Observamos a regularidades do mundo e tentamos organizá-las na forma de conhecimento e tecnologia. Isso nos confere mais poder. Por outro lado, queremos transcender ao mundo observável. Ir além dos limites que impedem nossos corpos e limitam a persistência da consciência de nós mesmos.

Temos uma certeza angustiante em relação a morte. Sabemos que ela irá nos colher em algum momento. Tudo o que nos faz temê-la, aponta para a sensação intolerável de extinção de nossa capacidade de perceber nossa presença. Viver parece ser estender ao longo do tempo e do espaço a noção que temos de nós mesmos e, em certa medida, de um mundo em torno de nós.

A questão é que a extinção, nosso maior medo, é impensável. Não podemos significar o que seja não existir. Afinal, primeiro existimos e depois formamos uma consciência de estarmos vivos. Tudo que sentimos, e nos move, está em nós ainda antes da noção de "se dar por gente". Partilhamos o instinto de sobrevivência com tudo o mais que sabemos estar vivo. E reconhecemos a passividade com que o que está morto se decompõe de volta aos elementos físicos.

Tudo o que sabemos sobre a consciência é que ela é um padrão de conexões elétricas. O que na vida temos de mais importante é a mais elementar da funções subatômicas ocorrendo no cérebro: Nossa mente é um atributo do ambiente e não um sala de pilotagem para a alma. Um mundo de eventos químicos e físicos. Na mente humana a noção da existência é instilada por processos que são, essencialmente físicos, a despeito de ocorrerem em uma base orgânica. Isso é o que as evidências indicam, o resto é especulação.

Não toleramos estas evidências. Na verdade precisamos de mais, muito mais. Criamos mitos de fé em que a alma se ancora, mas não está presa ao corpo, que aparentemente se extingue corriqueiramente. Essa negação, fundamentada ou não (afinal a ciência não toca o mistério, apenas lida com o que é recorrente para os sentidos) tem uma consequência importante. A pretensão da crença em suplantar os dados sensíveis é preocupante. Ela alimenta ódios profundos. A liberação da agressividade contra o mundo e contra a vida, em última instância, libera uma pulsão de morte.
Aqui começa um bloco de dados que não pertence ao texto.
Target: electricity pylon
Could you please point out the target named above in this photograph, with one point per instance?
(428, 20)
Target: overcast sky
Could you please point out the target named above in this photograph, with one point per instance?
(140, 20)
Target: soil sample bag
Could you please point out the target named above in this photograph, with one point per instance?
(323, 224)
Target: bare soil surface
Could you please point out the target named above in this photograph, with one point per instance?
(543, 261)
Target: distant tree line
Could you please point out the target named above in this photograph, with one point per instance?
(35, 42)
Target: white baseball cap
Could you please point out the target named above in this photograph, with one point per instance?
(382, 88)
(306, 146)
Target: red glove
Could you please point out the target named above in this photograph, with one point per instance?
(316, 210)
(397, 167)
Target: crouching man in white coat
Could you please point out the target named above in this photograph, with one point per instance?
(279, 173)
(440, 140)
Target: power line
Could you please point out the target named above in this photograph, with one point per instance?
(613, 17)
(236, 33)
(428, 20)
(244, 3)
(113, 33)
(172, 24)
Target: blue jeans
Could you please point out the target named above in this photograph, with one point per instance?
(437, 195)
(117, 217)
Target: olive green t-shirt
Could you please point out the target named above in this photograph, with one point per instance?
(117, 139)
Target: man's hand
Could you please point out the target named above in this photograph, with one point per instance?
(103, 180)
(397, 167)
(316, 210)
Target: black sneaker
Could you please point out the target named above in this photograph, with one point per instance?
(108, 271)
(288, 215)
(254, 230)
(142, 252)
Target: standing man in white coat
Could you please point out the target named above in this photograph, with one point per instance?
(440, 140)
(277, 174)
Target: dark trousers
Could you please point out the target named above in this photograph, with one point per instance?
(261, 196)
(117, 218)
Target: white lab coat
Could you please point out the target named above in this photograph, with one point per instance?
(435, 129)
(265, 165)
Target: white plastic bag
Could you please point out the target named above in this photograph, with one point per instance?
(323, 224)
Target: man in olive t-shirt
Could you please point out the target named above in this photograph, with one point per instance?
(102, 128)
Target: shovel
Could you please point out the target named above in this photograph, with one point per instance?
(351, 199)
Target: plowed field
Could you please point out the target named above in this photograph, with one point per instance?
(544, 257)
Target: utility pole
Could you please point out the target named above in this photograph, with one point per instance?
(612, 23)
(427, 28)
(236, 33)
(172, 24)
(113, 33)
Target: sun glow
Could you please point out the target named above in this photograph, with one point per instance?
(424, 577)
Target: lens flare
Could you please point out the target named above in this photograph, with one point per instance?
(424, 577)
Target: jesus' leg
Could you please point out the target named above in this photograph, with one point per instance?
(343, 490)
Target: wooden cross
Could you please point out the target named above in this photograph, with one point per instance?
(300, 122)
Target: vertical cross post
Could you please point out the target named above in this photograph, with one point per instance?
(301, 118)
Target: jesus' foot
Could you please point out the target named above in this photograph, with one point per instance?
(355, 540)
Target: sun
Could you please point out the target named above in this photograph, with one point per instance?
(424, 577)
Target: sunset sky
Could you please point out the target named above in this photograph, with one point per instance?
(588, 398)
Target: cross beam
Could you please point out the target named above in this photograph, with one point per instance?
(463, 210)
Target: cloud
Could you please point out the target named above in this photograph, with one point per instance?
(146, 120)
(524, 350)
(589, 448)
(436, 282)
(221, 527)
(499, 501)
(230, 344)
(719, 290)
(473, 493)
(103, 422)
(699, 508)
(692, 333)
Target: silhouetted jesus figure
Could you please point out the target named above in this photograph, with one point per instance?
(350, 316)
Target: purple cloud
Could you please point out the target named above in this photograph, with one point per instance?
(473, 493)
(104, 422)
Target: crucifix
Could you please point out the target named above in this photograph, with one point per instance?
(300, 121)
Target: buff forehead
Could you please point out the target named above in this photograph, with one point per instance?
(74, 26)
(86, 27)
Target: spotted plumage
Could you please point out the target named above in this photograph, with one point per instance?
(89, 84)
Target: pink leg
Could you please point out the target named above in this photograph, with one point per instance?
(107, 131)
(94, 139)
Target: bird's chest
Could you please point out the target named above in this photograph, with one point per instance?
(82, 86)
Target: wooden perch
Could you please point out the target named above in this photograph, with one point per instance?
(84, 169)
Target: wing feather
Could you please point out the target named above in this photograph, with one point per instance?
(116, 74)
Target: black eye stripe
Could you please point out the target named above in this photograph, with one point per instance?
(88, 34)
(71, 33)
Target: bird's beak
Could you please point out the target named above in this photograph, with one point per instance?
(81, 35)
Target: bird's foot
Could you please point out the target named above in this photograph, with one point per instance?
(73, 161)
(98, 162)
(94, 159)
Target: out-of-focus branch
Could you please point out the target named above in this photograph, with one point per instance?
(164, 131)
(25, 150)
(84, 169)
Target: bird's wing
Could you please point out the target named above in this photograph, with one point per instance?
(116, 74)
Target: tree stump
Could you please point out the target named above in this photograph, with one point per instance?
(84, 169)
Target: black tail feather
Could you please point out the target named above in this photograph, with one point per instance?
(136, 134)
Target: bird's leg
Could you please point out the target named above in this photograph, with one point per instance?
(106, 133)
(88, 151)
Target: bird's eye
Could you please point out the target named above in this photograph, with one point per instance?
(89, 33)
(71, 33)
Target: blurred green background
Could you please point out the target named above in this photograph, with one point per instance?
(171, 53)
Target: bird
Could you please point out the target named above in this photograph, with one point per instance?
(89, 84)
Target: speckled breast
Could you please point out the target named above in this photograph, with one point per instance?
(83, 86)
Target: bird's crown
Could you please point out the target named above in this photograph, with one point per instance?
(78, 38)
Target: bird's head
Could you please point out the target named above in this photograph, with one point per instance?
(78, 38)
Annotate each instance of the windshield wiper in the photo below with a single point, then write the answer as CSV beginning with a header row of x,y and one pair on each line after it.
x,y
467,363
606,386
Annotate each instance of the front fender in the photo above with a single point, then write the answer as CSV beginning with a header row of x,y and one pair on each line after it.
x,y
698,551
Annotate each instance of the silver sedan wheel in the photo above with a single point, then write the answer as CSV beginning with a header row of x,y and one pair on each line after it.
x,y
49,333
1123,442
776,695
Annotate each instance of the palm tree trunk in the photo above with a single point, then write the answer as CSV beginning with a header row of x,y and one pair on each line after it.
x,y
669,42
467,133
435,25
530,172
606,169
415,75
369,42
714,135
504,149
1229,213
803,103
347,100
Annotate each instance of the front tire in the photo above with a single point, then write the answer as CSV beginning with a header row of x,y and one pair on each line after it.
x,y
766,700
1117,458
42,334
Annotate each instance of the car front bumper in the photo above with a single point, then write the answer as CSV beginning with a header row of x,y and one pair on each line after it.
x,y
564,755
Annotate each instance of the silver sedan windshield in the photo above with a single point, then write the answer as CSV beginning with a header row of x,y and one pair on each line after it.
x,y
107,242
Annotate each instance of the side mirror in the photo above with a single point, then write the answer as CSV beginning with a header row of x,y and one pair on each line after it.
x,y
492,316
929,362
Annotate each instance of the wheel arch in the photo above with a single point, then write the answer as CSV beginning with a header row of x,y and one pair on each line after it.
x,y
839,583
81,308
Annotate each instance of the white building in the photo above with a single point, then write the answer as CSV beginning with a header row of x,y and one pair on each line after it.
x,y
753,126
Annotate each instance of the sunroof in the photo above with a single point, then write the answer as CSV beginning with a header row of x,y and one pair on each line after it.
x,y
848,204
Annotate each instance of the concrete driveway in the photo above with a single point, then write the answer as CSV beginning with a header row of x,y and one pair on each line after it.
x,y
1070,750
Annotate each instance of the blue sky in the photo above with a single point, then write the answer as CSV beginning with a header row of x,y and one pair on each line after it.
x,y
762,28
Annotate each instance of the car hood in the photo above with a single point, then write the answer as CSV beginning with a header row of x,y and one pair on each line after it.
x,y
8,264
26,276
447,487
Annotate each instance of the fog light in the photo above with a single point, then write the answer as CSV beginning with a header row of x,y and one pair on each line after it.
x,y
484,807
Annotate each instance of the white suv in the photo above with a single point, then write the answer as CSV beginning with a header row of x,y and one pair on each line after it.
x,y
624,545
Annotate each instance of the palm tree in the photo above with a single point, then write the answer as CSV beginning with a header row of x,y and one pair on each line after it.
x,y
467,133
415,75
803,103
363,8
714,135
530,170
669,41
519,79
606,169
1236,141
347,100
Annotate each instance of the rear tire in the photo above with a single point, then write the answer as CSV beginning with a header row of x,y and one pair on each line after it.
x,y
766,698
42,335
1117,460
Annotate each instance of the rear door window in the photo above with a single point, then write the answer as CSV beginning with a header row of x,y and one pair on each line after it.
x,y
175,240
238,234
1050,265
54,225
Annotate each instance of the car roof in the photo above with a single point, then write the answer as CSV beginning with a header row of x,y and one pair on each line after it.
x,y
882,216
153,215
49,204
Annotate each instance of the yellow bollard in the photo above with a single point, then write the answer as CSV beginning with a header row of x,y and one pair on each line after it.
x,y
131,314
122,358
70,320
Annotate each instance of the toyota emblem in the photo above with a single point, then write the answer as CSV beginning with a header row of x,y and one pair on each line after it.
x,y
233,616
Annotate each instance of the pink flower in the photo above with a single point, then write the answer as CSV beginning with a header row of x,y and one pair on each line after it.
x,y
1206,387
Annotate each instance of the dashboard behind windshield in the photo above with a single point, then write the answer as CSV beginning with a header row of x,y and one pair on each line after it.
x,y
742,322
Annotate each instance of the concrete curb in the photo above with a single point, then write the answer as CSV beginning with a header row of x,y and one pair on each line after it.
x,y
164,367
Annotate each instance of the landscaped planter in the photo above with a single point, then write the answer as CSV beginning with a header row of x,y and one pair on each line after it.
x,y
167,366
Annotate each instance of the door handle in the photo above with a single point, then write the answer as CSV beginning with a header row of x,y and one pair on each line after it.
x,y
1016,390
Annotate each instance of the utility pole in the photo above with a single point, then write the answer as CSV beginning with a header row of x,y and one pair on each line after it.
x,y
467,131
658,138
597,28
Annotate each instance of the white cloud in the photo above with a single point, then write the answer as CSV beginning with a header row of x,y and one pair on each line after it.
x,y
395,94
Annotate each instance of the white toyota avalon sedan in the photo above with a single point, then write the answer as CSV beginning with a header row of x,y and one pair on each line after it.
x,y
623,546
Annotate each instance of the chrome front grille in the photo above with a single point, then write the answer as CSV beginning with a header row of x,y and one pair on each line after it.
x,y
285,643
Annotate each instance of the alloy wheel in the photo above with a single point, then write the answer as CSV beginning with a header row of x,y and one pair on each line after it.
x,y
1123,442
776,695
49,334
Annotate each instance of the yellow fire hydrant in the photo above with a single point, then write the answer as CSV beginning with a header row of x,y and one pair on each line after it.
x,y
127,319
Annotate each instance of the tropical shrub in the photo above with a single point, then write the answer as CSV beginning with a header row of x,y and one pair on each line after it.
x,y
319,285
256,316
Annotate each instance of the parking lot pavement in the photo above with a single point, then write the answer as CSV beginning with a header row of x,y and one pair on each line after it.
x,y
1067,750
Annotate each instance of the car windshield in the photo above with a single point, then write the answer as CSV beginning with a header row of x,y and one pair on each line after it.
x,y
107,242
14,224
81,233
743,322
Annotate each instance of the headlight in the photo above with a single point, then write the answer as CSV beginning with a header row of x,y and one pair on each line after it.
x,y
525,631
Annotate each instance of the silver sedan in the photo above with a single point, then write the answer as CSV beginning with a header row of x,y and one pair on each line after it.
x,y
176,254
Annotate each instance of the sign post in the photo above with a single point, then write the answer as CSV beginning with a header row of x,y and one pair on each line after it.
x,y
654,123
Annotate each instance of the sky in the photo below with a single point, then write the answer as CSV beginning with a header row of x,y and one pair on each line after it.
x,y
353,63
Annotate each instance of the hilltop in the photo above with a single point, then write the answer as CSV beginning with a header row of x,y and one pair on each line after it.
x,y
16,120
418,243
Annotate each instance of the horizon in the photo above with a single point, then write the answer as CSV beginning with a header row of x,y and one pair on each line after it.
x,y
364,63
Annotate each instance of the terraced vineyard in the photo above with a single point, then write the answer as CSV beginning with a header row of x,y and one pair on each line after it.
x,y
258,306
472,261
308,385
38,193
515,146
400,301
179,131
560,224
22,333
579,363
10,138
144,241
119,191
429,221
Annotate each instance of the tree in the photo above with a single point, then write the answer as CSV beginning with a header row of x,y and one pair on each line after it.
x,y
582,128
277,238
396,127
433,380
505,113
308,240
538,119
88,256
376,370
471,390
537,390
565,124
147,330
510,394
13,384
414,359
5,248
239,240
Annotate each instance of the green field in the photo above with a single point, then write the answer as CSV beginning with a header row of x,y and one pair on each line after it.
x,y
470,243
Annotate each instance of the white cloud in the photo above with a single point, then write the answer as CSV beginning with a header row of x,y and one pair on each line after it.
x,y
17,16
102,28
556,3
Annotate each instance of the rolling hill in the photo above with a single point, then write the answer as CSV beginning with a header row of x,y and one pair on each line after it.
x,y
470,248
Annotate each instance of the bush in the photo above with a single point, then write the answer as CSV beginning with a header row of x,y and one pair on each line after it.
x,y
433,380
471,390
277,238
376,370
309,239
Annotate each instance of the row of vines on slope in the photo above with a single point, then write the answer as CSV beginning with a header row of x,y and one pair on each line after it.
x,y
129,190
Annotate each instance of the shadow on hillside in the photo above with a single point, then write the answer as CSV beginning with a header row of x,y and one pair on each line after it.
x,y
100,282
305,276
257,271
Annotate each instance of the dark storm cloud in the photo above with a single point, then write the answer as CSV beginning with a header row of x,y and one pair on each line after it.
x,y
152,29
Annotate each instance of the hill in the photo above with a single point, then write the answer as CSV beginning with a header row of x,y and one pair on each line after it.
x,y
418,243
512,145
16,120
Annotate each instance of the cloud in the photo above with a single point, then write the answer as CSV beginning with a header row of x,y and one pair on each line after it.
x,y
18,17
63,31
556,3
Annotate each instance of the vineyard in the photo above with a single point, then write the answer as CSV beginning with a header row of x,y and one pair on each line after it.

Ou você tolera o que é divergente, diferente, ou você o nega. O problema é que quem der o primeiro passo na direção de negar o outro, instaura a cena da violência. Resta ao oponente a disposição por se deixar martirizar, ou a resposta agressiva.

De qualquer forma, parece que recairemos na tentação de eliminar o outro. Sejamos ateus, agnósticos ou crentes estamos sempre dispostos a lutar por persistir e sobreviver ao oponente. É uma inclinação que precede a consciência e perdura em nós. Um desejo de que nossa visão de mundo permaneça e com ela alcancemos uma duração que a morte nos nega. Mesmo que o custo seja eliminar a riqueza de visões de mundo que divergem da nossa. A verdade é uma ilusão que denota a derrota da morte. Por mais que a evidência diga o contrário, queremos descobrir que a morte é uma mentira.

Só se a consciência de si mesmo, também for. Que sentido teria temer a morte se a individualidade e a independência, junto com a autonomia e o livre arbítrio fossem uma ilusão. Isso é budismo. Bem, então é uma alternativa a negação do outro que já foi pensada: a negação de si mesmo.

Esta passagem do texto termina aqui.